Reputation: 3529
Is there a way to use groupby with a time threshold? For example, groupby times that are within 1min of eachother:
Cents | ED_YF | Vals | EventTimestamp | |
---|---|---|---|---|
10 | 182.5 | 3 | 323.473 | 2022-06-28 13:41:01 |
11 | 182.5 | 3 | 323.473 | 2022-06-28 13:41:01 |
12 | 153.5 | 2 | 384.767 | 2022-06-28 14:36:15 |
13 | 153.5 | 2 | 384.767 | 2022-06-28 14:37:11 |
14 | 43 | 2 | 107.785 | 2022-06-28 16:40:37 |
15 | 43 | 2 | 107.785 | 2022-06-28 16:40:37 |
4 | 152 | 2 | 381.007 | 2022-06-28 16:41:00 |
5 | 152 | 2 | 381.007 | 2022-06-28 16:41:00 |
I've seen it used in a merge_asof, where a threshold is a provided input, but I havent seen anything similar in the Panda docs for a GroupBy... In this example, I'm looking to add a column ["GroupID"] (.ngroup()) based on the column EventTimestamp:
Cents | ED_YF | Vals | EventTimestamp | GroupID | |
---|---|---|---|---|---|
10 | 182.5 | 3 | 323.473 | 2022-06-28 13:41:01 | 0 |
11 | 182.5 | 3 | 323.473 | 2022-06-28 13:41:01 | 0 |
12 | 153.5 | 2 | 384.767 | 2022-06-28 14:36:15 | 1 |
13 | 153.5 | 2 | 384.767 | 2022-06-28 14:37:11 | 1 |
14 | 43 | 2 | 107.785 | 2022-06-28 16:40:37 | 2 |
15 | 43 | 2 | 107.785 | 2022-06-28 16:40:37 | 2 |
4 | 152 | 2 | 381.007 | 2022-06-28 16:41:00 | 2 |
5 | 152 | 2 | 381.007 | 2022-06-28 16:41:00 | 2 |
Thanks!
Upvotes: 1
Views: 218
Reputation: 14073
Try using cumsum
df['GroupID'] = (df['EventTimestamp'].diff() >= pd.Timedelta('1T')).cumsum()

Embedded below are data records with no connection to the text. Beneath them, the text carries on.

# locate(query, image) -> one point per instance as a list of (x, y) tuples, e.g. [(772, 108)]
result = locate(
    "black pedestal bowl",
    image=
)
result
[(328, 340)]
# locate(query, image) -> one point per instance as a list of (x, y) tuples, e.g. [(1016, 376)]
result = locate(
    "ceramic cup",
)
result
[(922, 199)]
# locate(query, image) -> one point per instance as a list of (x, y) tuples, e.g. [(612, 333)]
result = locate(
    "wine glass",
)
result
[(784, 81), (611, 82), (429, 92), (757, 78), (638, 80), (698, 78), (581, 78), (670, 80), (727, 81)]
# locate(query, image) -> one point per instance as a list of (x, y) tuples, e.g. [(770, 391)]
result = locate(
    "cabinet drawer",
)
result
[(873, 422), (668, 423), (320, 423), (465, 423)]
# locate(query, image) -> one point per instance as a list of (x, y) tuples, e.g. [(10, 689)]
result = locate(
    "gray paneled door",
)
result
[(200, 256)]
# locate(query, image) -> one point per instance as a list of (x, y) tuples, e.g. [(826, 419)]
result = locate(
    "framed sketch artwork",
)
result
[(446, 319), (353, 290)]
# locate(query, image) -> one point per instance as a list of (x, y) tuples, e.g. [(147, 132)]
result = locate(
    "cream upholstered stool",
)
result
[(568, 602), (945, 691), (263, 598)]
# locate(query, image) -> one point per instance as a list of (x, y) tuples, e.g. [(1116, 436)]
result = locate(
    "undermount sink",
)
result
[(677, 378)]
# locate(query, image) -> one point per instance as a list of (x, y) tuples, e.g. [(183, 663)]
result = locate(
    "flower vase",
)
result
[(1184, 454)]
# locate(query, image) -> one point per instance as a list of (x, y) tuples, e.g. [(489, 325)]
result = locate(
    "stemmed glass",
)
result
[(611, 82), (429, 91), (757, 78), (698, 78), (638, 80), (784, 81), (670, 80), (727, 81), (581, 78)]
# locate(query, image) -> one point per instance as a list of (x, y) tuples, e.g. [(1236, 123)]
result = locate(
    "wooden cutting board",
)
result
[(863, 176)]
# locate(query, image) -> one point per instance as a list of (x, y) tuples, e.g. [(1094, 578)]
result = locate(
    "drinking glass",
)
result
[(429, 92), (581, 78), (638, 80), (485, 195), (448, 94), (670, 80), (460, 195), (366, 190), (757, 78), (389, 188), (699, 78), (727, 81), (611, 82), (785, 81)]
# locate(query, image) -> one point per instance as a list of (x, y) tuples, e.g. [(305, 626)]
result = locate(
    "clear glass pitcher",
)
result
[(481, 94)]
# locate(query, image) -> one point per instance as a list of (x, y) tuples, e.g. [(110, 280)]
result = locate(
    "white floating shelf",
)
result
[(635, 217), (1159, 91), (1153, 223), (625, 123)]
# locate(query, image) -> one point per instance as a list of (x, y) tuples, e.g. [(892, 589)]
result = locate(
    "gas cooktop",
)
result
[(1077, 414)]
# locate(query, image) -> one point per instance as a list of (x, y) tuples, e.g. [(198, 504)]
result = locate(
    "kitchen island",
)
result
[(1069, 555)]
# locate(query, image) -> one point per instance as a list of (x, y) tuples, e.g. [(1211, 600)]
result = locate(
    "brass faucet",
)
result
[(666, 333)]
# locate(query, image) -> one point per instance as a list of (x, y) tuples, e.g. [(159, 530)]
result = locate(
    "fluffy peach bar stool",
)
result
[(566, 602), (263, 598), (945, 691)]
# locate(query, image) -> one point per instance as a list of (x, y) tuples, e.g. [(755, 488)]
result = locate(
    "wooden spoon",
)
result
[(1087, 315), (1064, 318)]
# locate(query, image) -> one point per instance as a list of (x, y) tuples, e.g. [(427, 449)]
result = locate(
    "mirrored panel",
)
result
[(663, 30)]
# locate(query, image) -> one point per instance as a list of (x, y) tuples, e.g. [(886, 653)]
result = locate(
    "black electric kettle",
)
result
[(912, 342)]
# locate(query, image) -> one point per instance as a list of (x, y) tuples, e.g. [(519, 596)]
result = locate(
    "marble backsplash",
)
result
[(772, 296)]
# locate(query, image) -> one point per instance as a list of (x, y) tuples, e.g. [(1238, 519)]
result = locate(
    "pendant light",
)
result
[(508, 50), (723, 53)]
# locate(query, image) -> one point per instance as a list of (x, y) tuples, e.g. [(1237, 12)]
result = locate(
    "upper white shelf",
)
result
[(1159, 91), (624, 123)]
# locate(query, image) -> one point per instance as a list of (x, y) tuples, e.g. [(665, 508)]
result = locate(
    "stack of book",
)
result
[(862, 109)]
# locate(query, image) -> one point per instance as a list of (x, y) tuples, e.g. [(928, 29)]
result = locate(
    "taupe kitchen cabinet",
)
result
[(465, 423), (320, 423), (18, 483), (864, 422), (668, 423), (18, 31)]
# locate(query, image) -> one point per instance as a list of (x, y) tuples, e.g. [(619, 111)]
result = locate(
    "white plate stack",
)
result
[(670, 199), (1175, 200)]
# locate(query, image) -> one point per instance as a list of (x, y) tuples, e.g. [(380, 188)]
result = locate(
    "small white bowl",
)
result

Cents ED_YF Vals EventTimestamp GroupID
10 182.5 3 323.473 2022-06-28 13:41:01 0
11 182.5 3 323.473 2022-06-28 13:41:01 0
12 153.5 2 384.767 2022-06-28 14:36:15 1
13 153.5 2 384.767 2022-06-28 14:37:11 1
14 43.0 2 107.785 2022-06-28 16:40:37 2
15 43.0 2 107.785 2022-06-28 16:40:37 2
4 152.0 2 381.007 2022-06-28 16:41:00 2
5 152.0 2 381.007 2022-06-28 16:41:00 2
Upvotes: 2
Reputation: 803
Here is my answer:
import pandas as pd
df = pd.DataFrame({'EventTimestamp': ['2022-06-28 13:41:01', '2022-06-28 13:41:01',
'2022-06-28 14:36:15', '2022-06-28 14:37:11',
'2022-06-28 16:40:37', '2022-06-28 16:40:37',
'2022-06-28 16:41:00', '2022-06-28 16:41:00']})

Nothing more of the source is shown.